C.F. Hathaway
- Type: Private
- Industry: Textiles, Clothing, Manufacturing
- Founded: 1853
- Founder: Charles Foster Hathaway
- Defunct: 2002
- Headquarters: United States

= C.F. Hathaway Company =

Defunct American manufacturing company

C. F. Hathaway Company was a manufacturer of shirts for men and boys, located in Waterville, Maine, United States. The company was in operation from 1853 to 2002.

== History ==
The company was founded by Charles Foster Hathaway. Its early history is unclear. Though often described as starting in 1837, there is little evidence of this date.
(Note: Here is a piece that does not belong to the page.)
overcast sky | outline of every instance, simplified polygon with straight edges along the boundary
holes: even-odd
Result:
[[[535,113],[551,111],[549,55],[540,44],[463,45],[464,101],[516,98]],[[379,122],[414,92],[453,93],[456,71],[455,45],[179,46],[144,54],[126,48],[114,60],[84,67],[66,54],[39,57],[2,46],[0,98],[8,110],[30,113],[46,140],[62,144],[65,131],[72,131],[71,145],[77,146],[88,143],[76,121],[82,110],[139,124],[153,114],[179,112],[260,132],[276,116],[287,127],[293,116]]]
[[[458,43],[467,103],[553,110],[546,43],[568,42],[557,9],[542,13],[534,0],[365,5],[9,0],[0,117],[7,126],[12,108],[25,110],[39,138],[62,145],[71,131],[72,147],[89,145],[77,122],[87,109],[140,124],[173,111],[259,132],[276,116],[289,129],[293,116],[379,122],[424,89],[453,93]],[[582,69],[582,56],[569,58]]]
It is well-documented that in 1848 Hathaway built a shirt factory with Josiah Tillson in Watertown, Massachusetts, his share of which he sold to Tillson for $900 on March 31, 1853. On April 1, 1853, he wrote in his diary that he had agreed to form a partnership with his brother George to create a factory in Waterville to be incorporated as C. F. Hathaway and Co. On May 18, 1853, he purchased an acre of land on Appleton Street for $900 from Samuel Appleton, which was the site of the Hathaway
Shirt Factory for more than one hundred years. On June 1, 1853, ground was broken for the shirt factory, and it was in full operation by the end of October. Employees worked 60 hours per week, from 7 a.m. to 6 p.m., six days a week, with an hour off at noon. It later made uniform shirts for Union soldiers during the American Civil War.

Hathaway is most famous for its "man with an eye patch" advertising campaign created by Ogilvy & Mather in 1951. Inspired by a picture of public servant Lewis Douglas, who had lost an eye in a fishing accident, David Ogilvy recruited Baron George Wrangell, a Russian aristocrat with 20/20 vision, to appear in the ads. The campaign portrayed the "Hathaway man" as sophisticated and elegant, with a lifetime of interesting experiences. The campaign was selected by Advertising Age as #22 on its list of the greatest ad campaigns of the 20th century.

C. F. Hathaway Company closed its Maine factory in 2002, making it the second to last major American shirt company to produce shirts in the United States. Only Gitman Bros in northeast Pennsylvania continued at that time.
==In popular culture==
The "Hathaway man" appeared in a 1993 sketch on Saturday Night Live, played by Phil Hartman.